Hercules Street is one of the oldest streets in Belfast, running from Hercules Place (now Castle Place) to North Street. It is thought the thoroughfare was named after Sir Hercules Langford, a prominent business man and ‘free Burgesse in the Corporation of Belfast’ in the seventeenth century. The street was mainly occupied by fleshers, now known as butchers, and as the animals were killed on the premises, it was probably not a very salubrious area. In 1880-81 the town council demolished Hercules Street and its neighbourhood, replacing it with a wide avenue stretching from Donegall Square to York Street. Around 4,000 people had to be rehomed in the process. This new boulevard was to reflect the growing civic pride of Belfast’s elite and was named Royal Avenue.

Hercules Place

Hercules Place at Castle Place was a smaller street but with a wider variety of occupants, though also mostly small business people. In 1850 James Whisker at No 33 was a victualler; Mary Ann Montgomery at No21 was a milliner and bonnet maker, while Mrs Hoy at No 17½ had an interesting
career as a leech importer.

Squeeze-gut Entry

In 1768 Fr Hugh O’Donnell, a native of Glenarm, rented a cramped property on a 31 year lease (the maximum allowed to Catholics at this time) in Mill Street in which to celebrate Mass.

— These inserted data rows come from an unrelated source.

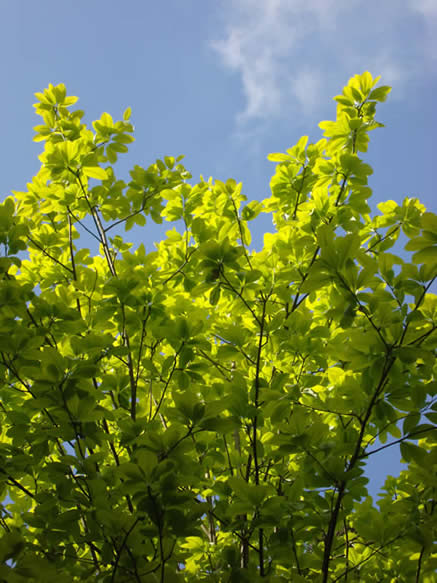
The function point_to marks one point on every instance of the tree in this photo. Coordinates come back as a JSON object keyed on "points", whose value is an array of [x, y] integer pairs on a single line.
{"points": [[203, 411]]}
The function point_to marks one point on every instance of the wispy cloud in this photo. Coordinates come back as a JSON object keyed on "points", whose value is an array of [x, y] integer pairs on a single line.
{"points": [[289, 52]]}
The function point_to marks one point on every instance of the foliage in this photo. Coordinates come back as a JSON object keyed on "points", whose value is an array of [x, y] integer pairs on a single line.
{"points": [[204, 411]]}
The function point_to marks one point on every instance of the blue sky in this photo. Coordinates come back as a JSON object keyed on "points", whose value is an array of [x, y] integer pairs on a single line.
{"points": [[225, 83]]}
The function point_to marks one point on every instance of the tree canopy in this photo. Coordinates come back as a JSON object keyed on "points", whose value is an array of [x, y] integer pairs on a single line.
{"points": [[203, 411]]}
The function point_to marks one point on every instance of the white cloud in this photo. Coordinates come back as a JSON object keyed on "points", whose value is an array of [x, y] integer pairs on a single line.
{"points": [[291, 54]]}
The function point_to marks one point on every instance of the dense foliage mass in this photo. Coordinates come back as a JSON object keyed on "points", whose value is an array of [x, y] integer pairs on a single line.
{"points": [[203, 411]]}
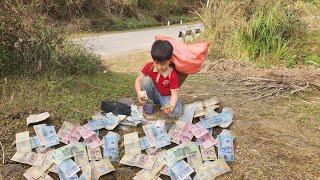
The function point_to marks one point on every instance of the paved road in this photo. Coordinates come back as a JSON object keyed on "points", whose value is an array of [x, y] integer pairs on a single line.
{"points": [[114, 44]]}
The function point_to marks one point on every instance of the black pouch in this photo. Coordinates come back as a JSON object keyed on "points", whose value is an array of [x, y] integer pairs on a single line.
{"points": [[115, 107]]}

This was accessed via a narrow damp alley called Squeeze-gut Entry, which ran off College Court and faced
Marquis Street in the Castle Street area of Belfast.

Pepper-Hill Court

Built around the 1830’s this was a row of basic houses backing onto Carrick Hill. It was notable for its flight of steep stone steps leading to Birch Street. Rev. O’Hanlon in his book ‘Walks among the Poor of Belfast’ 1853 describes this area and its inhabitants in very disparaging terms. By 1870 the Court
had 19 occupants, mostly labourers. The last record of Pepper-Hill Court is in 1894 when it is just listed as ‘a number of small houses’.

Lettuce Hill

Lettuce Hill was probably named after Letitia, Countess of Donegall. This was a narrow street of sixty small houses, off Barrack Street. Although most of the inhabitants are unnamed, we know in 1861 Michael Long, a shoemaker lived at No 34 and John Henry, a bone dealer lived at No 19. The street was demolished in the early twentieth century and replaced with John Street.